Tunis Workshop 2012
Finding genes and the gene page
Blast exercises
BLASTp and BLASTn
A research group identified a gene from patients with disturbed sleeping patterns:
Nucleotide sequence:
gggtgaacag ccgcacggga gtaggtacgc acctgacctc gctggcactg
ccgggcaagg cagagggtgt ggcgtcgctc accagccagt gcagctacag
cagcaccatc gtccatgtgg gagacaagaa gccgcagccg gagttagaga
tggtggaaga tgctgcgagt gggccagaat
Translation:
VNSRTGVGTHLTSLALPGKAEGVASLTSQCSYSSTIVHVGDKKPQPELEMVEDAASGPE
1. Perform Blastn (Blast and Megablast) and Blastp searches in NCBI BLAST. Use the "Nucleotide Collection" and "Non-redundant protein" databases, respectively. Are both searches giving the same most likely hit? Are E-values different? Why?
2. What is the difference between BLASTN and MEGABLAST results? To see this focus on distant homologs found by both searches (you can get the taxonomy/organism/lineage report by clicking on "Taxonomy Report" link on the top of the results page). Are you able to find an homolog in, for example, Xenopus in both cases? If not, why?

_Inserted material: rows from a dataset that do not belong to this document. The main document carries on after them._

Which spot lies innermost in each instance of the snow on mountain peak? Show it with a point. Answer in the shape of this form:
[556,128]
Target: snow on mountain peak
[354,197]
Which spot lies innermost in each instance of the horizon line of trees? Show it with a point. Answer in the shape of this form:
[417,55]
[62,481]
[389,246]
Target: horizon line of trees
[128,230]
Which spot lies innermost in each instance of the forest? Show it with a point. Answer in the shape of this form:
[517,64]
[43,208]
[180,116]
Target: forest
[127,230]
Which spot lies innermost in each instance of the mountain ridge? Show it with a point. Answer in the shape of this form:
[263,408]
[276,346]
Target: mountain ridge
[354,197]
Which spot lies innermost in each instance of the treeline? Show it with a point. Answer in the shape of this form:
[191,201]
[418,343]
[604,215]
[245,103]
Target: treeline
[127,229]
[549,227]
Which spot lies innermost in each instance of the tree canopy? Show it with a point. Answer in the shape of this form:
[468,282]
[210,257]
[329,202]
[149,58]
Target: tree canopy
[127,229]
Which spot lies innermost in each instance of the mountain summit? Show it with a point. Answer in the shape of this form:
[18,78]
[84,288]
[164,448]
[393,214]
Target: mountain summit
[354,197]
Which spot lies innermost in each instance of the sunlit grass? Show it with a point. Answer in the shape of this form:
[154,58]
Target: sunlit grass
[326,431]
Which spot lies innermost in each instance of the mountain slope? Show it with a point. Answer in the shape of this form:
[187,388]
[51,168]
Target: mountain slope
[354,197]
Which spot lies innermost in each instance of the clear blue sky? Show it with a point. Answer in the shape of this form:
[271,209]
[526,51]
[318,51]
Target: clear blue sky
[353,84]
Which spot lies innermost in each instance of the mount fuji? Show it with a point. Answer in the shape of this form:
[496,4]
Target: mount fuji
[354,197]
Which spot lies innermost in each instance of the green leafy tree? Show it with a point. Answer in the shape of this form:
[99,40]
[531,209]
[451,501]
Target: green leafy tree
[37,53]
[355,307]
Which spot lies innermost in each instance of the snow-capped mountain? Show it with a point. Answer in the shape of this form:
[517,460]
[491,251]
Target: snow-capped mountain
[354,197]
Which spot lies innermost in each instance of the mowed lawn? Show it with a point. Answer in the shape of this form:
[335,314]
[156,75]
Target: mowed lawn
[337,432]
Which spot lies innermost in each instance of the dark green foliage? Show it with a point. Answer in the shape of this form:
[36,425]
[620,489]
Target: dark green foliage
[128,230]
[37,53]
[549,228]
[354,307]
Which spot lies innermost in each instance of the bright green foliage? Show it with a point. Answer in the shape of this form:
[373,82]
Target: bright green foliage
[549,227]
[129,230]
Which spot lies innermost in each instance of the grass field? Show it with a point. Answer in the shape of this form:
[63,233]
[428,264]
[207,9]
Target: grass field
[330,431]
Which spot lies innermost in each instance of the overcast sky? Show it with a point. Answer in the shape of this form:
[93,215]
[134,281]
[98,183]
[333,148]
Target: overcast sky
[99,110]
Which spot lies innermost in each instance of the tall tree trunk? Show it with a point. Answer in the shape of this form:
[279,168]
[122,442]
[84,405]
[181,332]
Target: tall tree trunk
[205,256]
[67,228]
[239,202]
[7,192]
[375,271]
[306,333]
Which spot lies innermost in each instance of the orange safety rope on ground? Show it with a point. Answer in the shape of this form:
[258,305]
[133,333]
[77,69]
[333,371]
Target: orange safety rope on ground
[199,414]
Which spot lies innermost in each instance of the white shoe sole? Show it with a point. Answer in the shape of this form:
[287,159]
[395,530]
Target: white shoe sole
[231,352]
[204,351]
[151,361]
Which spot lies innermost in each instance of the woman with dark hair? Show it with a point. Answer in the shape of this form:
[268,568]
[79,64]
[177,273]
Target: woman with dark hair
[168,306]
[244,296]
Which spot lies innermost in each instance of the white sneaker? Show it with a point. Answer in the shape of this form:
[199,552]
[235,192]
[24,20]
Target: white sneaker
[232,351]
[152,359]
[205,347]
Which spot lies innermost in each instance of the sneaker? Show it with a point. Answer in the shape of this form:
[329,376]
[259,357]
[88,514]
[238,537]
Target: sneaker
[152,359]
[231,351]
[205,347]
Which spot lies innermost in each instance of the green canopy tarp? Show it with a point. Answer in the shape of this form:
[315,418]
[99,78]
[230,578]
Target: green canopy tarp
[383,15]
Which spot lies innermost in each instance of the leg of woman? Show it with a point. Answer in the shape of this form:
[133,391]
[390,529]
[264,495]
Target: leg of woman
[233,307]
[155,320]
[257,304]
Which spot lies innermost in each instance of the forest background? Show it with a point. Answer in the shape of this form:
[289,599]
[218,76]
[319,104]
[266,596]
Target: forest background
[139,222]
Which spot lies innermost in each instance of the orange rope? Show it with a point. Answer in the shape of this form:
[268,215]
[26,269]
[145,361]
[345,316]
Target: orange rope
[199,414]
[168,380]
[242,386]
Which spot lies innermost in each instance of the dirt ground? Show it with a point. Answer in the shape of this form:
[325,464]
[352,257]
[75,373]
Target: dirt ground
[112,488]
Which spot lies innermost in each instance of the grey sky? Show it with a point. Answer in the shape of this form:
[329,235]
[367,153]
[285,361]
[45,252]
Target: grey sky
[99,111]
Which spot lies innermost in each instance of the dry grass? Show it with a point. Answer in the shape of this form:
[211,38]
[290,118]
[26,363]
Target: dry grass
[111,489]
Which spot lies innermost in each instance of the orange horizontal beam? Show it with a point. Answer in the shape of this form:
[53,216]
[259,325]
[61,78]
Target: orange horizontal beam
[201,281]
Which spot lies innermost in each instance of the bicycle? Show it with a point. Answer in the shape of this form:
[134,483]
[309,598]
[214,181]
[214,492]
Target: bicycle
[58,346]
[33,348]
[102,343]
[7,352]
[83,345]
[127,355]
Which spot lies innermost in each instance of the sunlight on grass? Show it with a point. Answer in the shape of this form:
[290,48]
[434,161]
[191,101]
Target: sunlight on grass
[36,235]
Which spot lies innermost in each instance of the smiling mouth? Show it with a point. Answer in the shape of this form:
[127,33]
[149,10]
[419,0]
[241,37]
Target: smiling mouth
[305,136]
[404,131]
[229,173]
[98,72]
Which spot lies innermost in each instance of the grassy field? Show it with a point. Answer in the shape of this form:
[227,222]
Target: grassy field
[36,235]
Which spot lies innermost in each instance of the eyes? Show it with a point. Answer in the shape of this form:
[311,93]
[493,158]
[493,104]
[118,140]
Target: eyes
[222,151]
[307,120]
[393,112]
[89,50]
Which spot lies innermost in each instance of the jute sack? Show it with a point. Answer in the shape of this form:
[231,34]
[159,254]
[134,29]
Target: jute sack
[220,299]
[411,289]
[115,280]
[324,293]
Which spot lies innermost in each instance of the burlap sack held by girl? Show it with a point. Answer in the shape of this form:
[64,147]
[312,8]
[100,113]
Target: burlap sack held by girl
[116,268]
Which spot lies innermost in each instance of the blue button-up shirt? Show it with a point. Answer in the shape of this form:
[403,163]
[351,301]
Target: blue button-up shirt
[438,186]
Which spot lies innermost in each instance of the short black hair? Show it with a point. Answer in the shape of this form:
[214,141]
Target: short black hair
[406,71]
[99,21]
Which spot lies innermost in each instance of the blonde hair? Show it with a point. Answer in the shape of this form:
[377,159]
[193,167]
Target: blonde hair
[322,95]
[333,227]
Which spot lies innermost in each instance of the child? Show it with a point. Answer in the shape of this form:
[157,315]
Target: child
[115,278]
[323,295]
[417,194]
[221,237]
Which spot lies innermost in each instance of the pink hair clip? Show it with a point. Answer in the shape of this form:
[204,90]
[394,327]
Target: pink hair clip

3. Which gene might this be?
Frog annotation
The frog genome is not yet fully annotated. Many proteins are predicted but the annotation of their function is far from being complete.
X. laevis and X. tropicalis
1. Predict the function of the following frog sequence based on their homologs (using NCBI BLAST).
>Frog_protein
RAPNHKANDISGSCMRTTSSQNSNQAPSISNQQHQAPSLPPSSPSHGNSSAQKKSKSSNS
SGSSQATLSKQIFPWMKESRQNAKQKNTSSSSSTPPGENCEEKSPT
2. Observe how E values change with database size.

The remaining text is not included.